Quick process shift detection and lower out-of-control run length are essential for monitoring the production process, especially in modern smart manufacturing. Specifically, the out-of-control run length is one of the most critical performance measures to evaluate the manufacturing process monitoring (MPM) model. The sooner the out-of-control is detected, the better the model is. However, developing a monitoring model which can provide quick shift detection for various data dimensions and volumes is challenging. In this research, single (1_LSTM) and stacked (S_LSTM) long-short-term memory (LSTM) based models with metaheuristic optimizer were proposed to detect process shifts quickly in the manufacturing domain. Based on the literature, three metaheuristic methods: Clustering-based organism search (CSOS), Particle Swarm Optimization (PSO), and Simulated Annealing (SA) that are suitable for high-dimensional optimization were utilized in the proposed method to optimize weights in the LSTM-based network. The proposed models were evaluated based on average out-of-control run length (ARL1) against benchmark methods on various synthesized multivariate normal and real-world datasets. Also, the performances of CSOS, PSO, and SA were compared.
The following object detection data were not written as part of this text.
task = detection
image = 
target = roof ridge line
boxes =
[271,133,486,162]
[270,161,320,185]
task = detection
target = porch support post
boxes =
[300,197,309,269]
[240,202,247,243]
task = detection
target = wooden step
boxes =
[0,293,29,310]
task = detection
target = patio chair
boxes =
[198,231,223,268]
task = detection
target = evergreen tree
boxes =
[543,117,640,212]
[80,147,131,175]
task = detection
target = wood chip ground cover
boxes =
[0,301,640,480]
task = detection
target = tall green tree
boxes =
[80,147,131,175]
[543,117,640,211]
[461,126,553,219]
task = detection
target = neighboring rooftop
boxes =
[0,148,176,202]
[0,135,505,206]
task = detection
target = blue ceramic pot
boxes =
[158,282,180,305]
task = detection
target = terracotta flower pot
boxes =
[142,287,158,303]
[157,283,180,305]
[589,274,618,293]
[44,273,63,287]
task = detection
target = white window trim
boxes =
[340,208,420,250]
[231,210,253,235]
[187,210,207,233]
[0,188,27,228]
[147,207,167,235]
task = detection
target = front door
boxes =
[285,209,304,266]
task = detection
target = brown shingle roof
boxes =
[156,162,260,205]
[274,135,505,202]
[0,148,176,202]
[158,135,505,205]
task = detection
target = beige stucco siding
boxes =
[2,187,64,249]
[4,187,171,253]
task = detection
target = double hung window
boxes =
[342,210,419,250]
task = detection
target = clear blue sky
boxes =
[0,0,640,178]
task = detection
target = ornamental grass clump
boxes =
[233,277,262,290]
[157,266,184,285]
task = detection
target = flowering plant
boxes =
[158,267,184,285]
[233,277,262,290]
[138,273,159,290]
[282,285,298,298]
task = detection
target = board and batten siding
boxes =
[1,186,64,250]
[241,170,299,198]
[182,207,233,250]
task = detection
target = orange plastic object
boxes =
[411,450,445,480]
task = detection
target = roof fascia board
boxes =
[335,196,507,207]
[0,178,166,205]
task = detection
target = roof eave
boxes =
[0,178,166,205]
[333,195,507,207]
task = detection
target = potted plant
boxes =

The results show that CSOS_S_LSTM outperforms other methods with lower ARL1. The result also confirmed the effectiveness and applicability of the proposed models for real-world problems. The experimental results showed that the response time of detection can be improved by 33.19% and 38.77% on average using the proposed 1_LSTM and CSOS LSTM-based metaheuristics models, respectively.

Automated summary

Quick process shift detection is crucial in modern smart manufacturing. This research proposes LSTM-based models with metaheuristics optimizer for fast shift detection. The models were evaluated on various datasets and outperformed benchmark methods, confirming their effectiveness for real-world problems.